En fin de soirée Jeanne fit la leçon à sa fille, tenta de l’encourager et de la rassurer. Pour Jean qui était un homme il allait de soi qu’il maîtriserait la situation. Pas besoin de conseil et comme disait l’oncle« tu finiras bien par trouver le trou».

Mais les deux épousés tardaient à partir et il fallut que Jean le père et l’oncle de Xambes comme on amène la vache au taureau accompagnent les deux dans la chambre qui leurs était réservée.

Mais voilà que faire, ils ne s’aimaient pas, Catherine n’avait aucune attirance pour cet homme mal dégrossi à peine sorti de l’enfance et ils étaient tous les deux vierges sans aucune expérience ni connaissance des choses de la vie.

Catherine pensant que la chose serait plus facile dans le noir, souffla la chandelle. Elle finit par ôter sa robe et sa coiffe et se glissa dans le lit glacé. Jean assit pétrifié sur le bord du lit attendait.
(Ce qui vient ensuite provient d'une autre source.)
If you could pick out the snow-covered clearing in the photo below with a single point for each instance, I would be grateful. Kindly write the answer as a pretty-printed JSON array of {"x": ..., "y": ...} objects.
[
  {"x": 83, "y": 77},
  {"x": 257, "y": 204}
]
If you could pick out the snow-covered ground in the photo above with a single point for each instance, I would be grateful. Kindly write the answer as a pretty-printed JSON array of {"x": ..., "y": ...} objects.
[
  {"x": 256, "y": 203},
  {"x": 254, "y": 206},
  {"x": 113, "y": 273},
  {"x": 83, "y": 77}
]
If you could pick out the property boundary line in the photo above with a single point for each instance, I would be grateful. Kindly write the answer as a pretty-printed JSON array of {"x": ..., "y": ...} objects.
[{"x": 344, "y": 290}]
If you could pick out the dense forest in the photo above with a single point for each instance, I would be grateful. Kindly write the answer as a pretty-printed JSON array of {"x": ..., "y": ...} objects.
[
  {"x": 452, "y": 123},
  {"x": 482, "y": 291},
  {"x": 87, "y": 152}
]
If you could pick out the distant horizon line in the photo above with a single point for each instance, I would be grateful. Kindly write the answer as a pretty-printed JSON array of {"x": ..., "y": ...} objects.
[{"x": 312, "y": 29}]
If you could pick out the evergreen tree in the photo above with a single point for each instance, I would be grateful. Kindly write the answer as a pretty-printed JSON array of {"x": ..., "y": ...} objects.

Consciente qu’il ne servait à rien d’attendre et que plus vite l’acte serait pratiqué, plus vite elle pourrait en être délivrée, elle l’invita à se dévêtir et à le rejoindre.

Pétrifié le jeune homme osa enfin une caresse, Catherine roide ne ressentait que répulsion. Il finit par maintes contorsions à lui remonter sa chemise et à se coucher sur elle. Il la pénétra comme il le put, maladroitement, sans tendresse et avec précipitation. Pour une première il ne put se contenir longtemps et délivra Catherine. Un filet de sang coula entre ses cuisses, la semence emmêlée en sa toison se figea et une larme sur sa joue de femme coula. Catherine roula sur le coté et se refusa à toutes les autres avances de son jeune mari déniaisé.

Dès lors de ce dépucelage contraint, de cette défloration légale rien ne pouvait sortir de bon. La situation n’avait rien d’exceptionnelle en soi, la plupart des mariages étaient arrangés et les mariés ignorants, mais si la majorité arrivait à s’en accommoder il n’en fut pas le cas pour Jean et Catherine.